Village of Angelica v Voith
2006 NY Slip Op 03318 [28 AD3d 1193]
April 28, 2006
Appellate Division, Fourth Department
Published by New York State Law Reporting Bureau pursuant to Judiciary Law § 431.
As corrected through Wednesday, June 21, 2006


Village of Angelica, Respondent, v Stephen Voith et al., Appellants.

[*1]

Appeal from a judgment of the Supreme Court, Allegany County (Michael L. Nenno, A.J.), entered May 16, 2003. The judgment, among other things, enjoined defendants from further violations of a Village ordinance.

It is hereby ordered that the judgment so appealed from be and the same hereby is unanimously affirmed without costs.

Memorandum: Plaintiff, Village of Angelica (Village), commenced this action alleging that defendants had violated a Village ordinance by harboring animals on their 2½-acre residential parcel within the Village and seeking the issuance of a permanent injunction requiring defendants to remove those animals from their property.

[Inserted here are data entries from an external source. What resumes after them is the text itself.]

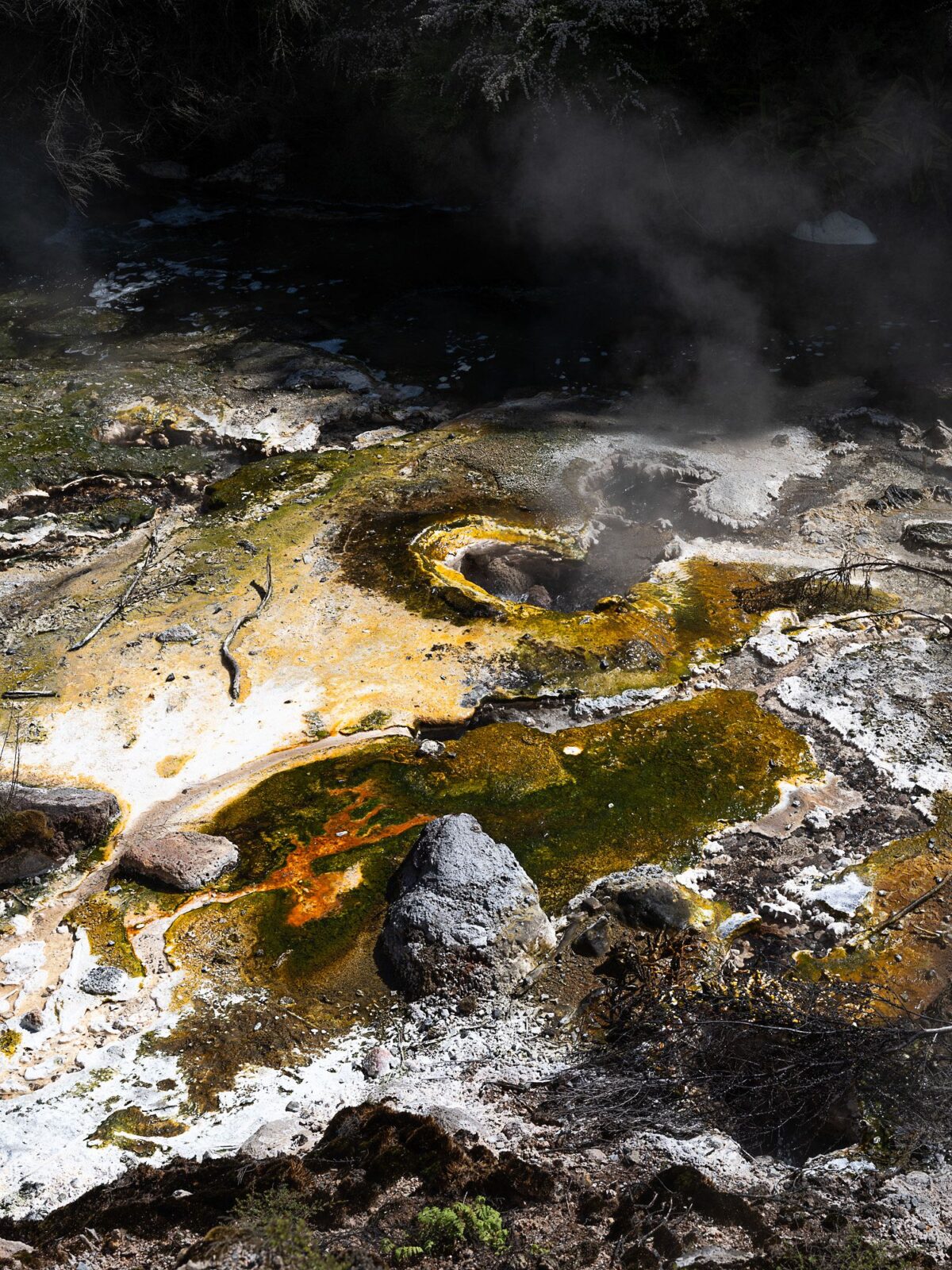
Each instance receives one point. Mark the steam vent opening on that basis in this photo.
(638, 527)
(622, 556)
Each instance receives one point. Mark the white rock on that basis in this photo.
(378, 1062)
(844, 895)
(835, 229)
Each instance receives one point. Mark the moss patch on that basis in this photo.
(131, 1130)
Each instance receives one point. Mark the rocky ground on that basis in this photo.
(406, 804)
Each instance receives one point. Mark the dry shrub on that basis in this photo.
(790, 1067)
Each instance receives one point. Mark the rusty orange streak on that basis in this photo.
(314, 895)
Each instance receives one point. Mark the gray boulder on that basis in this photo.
(647, 895)
(83, 817)
(182, 861)
(40, 827)
(463, 914)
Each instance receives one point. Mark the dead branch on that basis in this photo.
(120, 609)
(822, 586)
(226, 654)
(903, 912)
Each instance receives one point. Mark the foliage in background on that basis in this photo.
(791, 1066)
(442, 1231)
(277, 1221)
(854, 92)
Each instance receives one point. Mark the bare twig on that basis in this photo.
(118, 609)
(226, 654)
(903, 912)
(820, 586)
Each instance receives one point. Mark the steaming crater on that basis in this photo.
(620, 558)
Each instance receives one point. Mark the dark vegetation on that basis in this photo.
(856, 94)
(19, 827)
(791, 1066)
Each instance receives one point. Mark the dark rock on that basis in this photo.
(593, 941)
(40, 827)
(382, 1146)
(463, 914)
(649, 895)
(105, 981)
(928, 537)
(895, 497)
(939, 437)
(182, 861)
(83, 817)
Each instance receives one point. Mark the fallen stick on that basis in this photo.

Contrary to defendants' contention, Supreme Court properly precluded defendants from litigating their defenses under the Free Exercise Clause of the First Amendment to the US Constitution and the Religious Land Use and Institutionalized Persons Act of 2000 (42 USC § 2000cc et seq.). In determining that defendants were precluded from litigating those religious freedom defenses, the court properly accorded collateral estoppel effect to the written decision of County Court on the appeal by defendant Stephen Voith from a judgment of Village Court determining that Stephen had violated the ordinance (see De Cicco v Madison County, 300 AD2d 706, 708 [2002]; Larsen v Schultz, 280 AD2d 839, 840 [2001]; Killmer v Village of Whitehall, 81 AD2d 972, 972-973 [1981], lv denied 54 NY2d 608 [1981]). Those same religious freedom defenses were rejected by County Court on the [*2]prior appeal, and Supreme Court properly determined that collateral estoppel applies with respect to defendant Linda Voith as well inasmuch as she is in privity with Stephen (see Buechel v Bain, 97 NY2d 295, 304-306 [2001], cert denied 535 US 1096 [2002]; see generally Green v Santa Fe Indus., 70 NY2d 244, 253 [1987]). Finally, the court properly concluded that Stephen had a full and fair opportunity to litigate those defenses in the prior proceeding (see De Cicco, 300 AD2d at 708; Larsen, 280 AD2d at 839-840; Killmer, 81 AD2d 972 [1981]; see generally Gilberg v Barbieri, 53 NY2d 285, 291 [1981]).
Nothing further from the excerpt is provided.